Je ne comprends pas les créatures que je chasse, du moins pas complètement.  Lorsqu’on est capable de faire croire qu’on est une brebis, pourquoi gâcher ses chances de vivre comme tel ? Ma seule réponse reste l’incapacité à surmonter sa nature profonde, comme des animaux sauvages incapable de ne pas attaquer s’ils en ont l’occasion. Et ainsi comment comprendre complètement des créatures qui ne font qu’imiter la nature humaine du mieux qu’elles le peuvent ? Qui l’envie si fort qu’elle s’en rapproche tout en s’en éloignant à longueur de temps ?

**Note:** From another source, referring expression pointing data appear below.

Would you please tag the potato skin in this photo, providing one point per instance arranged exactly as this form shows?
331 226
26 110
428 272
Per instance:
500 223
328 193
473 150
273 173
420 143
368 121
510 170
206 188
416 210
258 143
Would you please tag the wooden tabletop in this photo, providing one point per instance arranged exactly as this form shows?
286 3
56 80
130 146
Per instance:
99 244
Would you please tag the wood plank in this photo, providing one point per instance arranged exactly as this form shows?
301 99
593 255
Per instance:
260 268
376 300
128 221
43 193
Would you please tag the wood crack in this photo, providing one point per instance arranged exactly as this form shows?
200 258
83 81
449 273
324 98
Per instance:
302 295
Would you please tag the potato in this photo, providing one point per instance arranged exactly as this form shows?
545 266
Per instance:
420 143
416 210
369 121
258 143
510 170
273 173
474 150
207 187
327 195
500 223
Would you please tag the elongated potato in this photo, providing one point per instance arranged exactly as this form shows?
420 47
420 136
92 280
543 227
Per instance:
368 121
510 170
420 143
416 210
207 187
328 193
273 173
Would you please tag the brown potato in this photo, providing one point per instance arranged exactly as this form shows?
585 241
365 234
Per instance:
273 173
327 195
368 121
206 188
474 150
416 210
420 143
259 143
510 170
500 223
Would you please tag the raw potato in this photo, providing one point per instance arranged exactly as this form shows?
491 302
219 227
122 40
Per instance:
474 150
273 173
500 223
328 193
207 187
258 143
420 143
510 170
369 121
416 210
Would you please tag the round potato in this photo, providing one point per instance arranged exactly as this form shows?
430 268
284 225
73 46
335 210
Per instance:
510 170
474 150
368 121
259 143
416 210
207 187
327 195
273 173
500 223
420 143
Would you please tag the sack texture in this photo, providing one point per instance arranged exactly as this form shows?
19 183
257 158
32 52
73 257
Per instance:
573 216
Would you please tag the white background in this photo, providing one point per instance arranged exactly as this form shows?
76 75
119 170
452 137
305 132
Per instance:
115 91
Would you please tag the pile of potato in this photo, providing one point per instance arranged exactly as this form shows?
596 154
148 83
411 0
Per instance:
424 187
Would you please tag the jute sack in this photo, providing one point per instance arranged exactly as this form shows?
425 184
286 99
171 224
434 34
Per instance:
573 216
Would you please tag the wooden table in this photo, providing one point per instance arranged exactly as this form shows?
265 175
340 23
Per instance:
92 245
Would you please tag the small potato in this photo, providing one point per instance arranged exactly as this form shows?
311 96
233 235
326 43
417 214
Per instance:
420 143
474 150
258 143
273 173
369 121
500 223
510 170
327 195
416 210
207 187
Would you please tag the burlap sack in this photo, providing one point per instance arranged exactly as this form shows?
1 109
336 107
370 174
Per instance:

Caché du mieux possible dans les caisses, les cordages, je fouille à ma ceinture pour en tirer avec une lenteur exagérée, exaspérante, la lame accrochée là. Sans bruit, ne respirant qu’une fois toutes les deux secondes avec une concentration certaine. Ne pas faire de bruit, rester invisible, persister dans l’ombre. Les bruits sont répugnants, la métamorphose commence, ma salive est d’une rareté sans nom. Les odeurs du port ne dissimulent qu’à peine les odeurs acres de la métamorphose de la créature, mon estomac se resserre mais résiste. J’en ai vu d’autres.  Il ne manquerait plus que moi, je me mette à rendre mon déjeuner pour un peu de chair distendue et quelques bruits d’os. Doucement, j’étends mes jambes et j’avale la distance qui nous sépare le plus doucement et le moins bruyamment possible.

Le temps se distend, se tord et se rompt à chacun de mes pas. C’est comme si je mettais des années à le rejoindre, c’est comme si le temps avait cessé sans attendre notre extinction. C’est comme si tu m’avais touché de ta grâce, me permettant de voir l’univers au ralentis. J’entends mon cœur battre à tout rompre à mes oreilles avec la sensation que mes tympans n’y survivront pas ; avec la sensation que mon sang s’épaissit dans mes veines et mes artères ; avec la sensation que ma sueur qui coule dans mon dos est aussi froide que si elle venait d’un congélateur.  Avec la même lenteur, la même douceur, j’élève ma lame alors que la distance se rétrécit –plus que quelques mètres à peine. Et comme tout était trop parfait, c’est le moment que choisis le bout de ma lame pour se cogner contre une chaine qui nous surplombait.